大学生のクリスマスパーティに目をつけてある。
女子大生に憑依して
クリスマスをめっちゃくちゃにしてやるぜ!!
メリークルシメマス!!!!
・・・・・・・・・・・・・・・・・・・・・・・・・・・
ガイは、いつものようにツイッターを開いた。
そして、昨日
「明日は光男くんと、友達カップルと
クリスマスパーティ♪」と嬉しそうにツイートしていた
女子大生のツイッターを開く。
昨日から目をつけていたツイッターだ。
”パーティスタート!
慶子の家、相変わらず綺麗だなぁ”
とツイートが入る。
「今だ!」
ガイはいつも通り、幽体を離脱させ、
モニターを通して、相手の元へ向かうー。
彼は、PCやスマホのモニターを通して
対象に憑依するーーー。
”FF外から失礼しまーーーーす!”
・・・・・・・・・・・・・・・・・・・・・・・・
大学生4人が、とある家でパーティをしていた。
森友 光男 (もりとも みつお)と、
その彼女 千葉 彩愛(ちば あやめ)。
友達の、籠池 慶子(かごいけ けいこ)と、
その彼氏の斑目 一(まだらめ はじめ)。
一人暮らしの慶子の家に集まった4人は、
楽しいパーティを始める―…
はずだった…
「ひっ…!?」
スマホの画面から飛び出した「何か」が
体に入っていく。
突然、変な声をあげた彩愛の方を見る
3人。
彼氏の光男が心配して声をかける
「大丈夫か?彩愛ー?」
森友 光男。
彩愛の彼氏で、クリスマスを楽しめないやつは、
人生10回分損している、という持論を持つ男だ。
「--彩愛ちゃんったら、どうしたの?
急に変な声を出して。
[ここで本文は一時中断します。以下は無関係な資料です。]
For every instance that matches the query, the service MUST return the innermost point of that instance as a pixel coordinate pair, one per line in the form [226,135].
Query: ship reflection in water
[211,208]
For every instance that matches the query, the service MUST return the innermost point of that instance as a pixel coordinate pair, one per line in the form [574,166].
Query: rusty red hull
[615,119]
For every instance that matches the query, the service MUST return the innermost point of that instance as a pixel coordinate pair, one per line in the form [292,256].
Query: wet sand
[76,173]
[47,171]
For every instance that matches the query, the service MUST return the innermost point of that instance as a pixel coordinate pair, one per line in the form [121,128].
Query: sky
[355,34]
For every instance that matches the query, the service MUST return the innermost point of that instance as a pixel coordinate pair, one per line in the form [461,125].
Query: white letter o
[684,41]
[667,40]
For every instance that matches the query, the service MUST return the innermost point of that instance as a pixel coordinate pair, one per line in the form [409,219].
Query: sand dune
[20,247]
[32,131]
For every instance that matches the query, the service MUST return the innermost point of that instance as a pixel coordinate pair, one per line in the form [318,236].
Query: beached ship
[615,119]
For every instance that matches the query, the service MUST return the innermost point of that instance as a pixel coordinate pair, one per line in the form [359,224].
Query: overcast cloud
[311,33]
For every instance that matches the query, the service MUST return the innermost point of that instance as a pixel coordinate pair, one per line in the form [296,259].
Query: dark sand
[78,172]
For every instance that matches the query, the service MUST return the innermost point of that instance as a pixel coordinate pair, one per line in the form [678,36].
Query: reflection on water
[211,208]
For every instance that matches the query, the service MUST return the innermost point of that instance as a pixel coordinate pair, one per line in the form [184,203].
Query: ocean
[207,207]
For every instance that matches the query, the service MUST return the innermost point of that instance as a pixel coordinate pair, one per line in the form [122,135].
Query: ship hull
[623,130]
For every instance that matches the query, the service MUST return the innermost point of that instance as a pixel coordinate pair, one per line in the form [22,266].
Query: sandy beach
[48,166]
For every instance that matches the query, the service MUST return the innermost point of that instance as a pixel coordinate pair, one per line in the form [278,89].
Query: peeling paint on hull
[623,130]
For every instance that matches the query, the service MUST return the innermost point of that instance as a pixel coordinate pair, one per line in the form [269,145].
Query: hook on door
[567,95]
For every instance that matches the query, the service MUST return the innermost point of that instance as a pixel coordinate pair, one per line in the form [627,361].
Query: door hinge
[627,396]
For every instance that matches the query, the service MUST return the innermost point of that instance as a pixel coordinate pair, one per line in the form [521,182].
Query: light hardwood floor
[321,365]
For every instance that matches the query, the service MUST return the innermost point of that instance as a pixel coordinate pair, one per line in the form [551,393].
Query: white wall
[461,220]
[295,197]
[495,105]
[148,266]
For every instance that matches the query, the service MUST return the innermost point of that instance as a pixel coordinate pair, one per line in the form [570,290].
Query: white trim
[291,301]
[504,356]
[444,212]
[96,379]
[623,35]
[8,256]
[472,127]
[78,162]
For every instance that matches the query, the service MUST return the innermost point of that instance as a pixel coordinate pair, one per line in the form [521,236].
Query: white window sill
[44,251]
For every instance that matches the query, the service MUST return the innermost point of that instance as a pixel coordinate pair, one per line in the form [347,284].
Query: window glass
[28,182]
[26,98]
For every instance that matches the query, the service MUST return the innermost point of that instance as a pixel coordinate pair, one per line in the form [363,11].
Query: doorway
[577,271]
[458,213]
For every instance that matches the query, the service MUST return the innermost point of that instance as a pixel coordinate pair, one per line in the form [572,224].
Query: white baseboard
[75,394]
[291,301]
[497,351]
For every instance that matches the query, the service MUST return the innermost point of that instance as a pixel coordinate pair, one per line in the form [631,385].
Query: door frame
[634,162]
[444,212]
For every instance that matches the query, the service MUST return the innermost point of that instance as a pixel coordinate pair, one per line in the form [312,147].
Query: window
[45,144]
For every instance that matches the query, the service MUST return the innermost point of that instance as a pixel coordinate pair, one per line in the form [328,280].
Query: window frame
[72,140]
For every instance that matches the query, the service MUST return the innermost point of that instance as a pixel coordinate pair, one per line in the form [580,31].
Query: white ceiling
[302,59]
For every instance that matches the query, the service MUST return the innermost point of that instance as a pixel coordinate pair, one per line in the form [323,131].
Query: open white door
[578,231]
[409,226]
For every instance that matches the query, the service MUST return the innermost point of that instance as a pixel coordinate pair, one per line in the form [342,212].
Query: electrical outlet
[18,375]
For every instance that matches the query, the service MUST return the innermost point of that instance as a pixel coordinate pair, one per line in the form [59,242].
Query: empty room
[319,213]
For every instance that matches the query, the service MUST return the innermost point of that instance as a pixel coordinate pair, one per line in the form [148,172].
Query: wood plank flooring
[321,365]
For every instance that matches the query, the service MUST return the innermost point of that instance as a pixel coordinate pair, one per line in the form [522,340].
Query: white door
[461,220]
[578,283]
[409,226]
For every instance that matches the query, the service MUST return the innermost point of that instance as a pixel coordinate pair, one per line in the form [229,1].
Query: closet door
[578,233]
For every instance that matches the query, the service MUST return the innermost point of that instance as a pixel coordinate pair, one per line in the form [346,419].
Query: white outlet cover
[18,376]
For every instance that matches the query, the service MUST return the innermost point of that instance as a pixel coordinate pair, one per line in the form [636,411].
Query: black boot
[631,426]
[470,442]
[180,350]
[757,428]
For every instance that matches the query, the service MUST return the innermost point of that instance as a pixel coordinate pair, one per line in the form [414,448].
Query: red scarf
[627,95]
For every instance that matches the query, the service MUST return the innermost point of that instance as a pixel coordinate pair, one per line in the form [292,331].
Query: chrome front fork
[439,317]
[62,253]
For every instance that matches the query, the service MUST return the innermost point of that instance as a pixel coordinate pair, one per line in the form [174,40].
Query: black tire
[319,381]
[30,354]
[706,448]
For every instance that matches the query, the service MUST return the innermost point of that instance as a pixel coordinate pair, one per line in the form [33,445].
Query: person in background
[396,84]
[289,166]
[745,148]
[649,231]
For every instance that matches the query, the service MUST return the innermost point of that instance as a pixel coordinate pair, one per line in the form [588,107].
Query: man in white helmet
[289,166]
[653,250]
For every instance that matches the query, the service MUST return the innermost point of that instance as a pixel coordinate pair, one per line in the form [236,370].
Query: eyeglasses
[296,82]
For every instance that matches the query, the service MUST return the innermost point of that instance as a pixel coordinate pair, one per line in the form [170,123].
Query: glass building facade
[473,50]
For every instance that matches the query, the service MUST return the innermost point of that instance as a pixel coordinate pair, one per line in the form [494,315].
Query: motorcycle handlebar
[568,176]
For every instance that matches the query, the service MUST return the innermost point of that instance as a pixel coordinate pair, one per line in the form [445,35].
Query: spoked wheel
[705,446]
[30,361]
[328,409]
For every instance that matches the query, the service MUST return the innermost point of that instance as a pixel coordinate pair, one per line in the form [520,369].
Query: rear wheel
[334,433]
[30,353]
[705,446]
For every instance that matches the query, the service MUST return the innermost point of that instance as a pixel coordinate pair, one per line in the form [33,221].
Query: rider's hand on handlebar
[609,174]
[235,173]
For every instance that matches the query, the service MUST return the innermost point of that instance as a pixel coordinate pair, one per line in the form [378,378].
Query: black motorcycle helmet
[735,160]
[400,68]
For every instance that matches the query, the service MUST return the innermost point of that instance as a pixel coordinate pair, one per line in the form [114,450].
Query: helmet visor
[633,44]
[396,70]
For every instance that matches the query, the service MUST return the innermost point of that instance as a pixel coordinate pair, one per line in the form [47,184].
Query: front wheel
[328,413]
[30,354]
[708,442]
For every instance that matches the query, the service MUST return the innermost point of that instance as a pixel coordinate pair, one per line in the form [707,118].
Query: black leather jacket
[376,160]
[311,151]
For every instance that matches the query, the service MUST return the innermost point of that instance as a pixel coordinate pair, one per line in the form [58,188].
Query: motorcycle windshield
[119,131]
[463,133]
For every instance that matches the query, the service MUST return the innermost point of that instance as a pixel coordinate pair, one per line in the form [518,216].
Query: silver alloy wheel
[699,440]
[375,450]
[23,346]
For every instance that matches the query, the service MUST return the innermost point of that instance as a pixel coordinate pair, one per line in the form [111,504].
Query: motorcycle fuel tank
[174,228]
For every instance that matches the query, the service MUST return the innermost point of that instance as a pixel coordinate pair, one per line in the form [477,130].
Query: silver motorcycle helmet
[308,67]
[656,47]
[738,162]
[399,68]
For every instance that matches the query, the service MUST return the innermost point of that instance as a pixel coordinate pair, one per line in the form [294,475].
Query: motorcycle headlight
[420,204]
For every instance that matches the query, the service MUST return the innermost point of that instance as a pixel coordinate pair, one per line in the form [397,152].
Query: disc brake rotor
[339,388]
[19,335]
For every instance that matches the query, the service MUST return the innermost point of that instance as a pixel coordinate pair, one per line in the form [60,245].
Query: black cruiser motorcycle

」
微笑んでいるのは籠池 慶子。
この家に一人暮らしをしている女子大生で、
しっかりものだ。
「ははっ…」
その様子を微笑ましく見ているのは、
慶子の彼氏、斑目 一。
無類の明太子好きで、鞄の中にいつも明太子を
忍ばせている。
「うん、私は大丈夫」
彩愛に憑依したガイは、そう呟いてほほ笑んだ。
「良かった~心配させないでよね!」
慶子が笑う。
「ごめんごめん」
彩愛は、自分の体を確認する。
タイツを穿いたミニスカート姿にセーター。
寒いのだろう。
「--くく」
小さく笑みを浮かべると、彩愛はこれから
始まる地獄を思い浮かべた。
そしてー
立ち上がった。
「--どうした?」
彼氏の光男が言う。
クリスマスパーティが始まったばかりなのに、突然立ち上がった
彩愛に違和感を感じたのだろう。
「--みんなこそ、頭だいじょうぶ?」
彩愛は微笑みながら、そう呟いた。
「---え?」
慶子が不思議そうな顔をして尋ねる。
「--な、なに言ってるんだよ急に?」
光男が笑いながら言う。
「・・・・・・」
慶子の彼氏の斑目が明太子を貪りながら、彩愛を見つめている。
「---クリスマスってさ、
要するにケーキ屋の陰謀だよね。
みんな、それに踊らされてる。
バッカみたい」
彩愛が吐き捨てるようにして呟く。
「おーー、おい、何言ってんだよ?
クリスマス楽しめないヤツは人生10回損してー」
「---黙れ!リア充!」
彩愛が恐ろしい形相でどなりつけた。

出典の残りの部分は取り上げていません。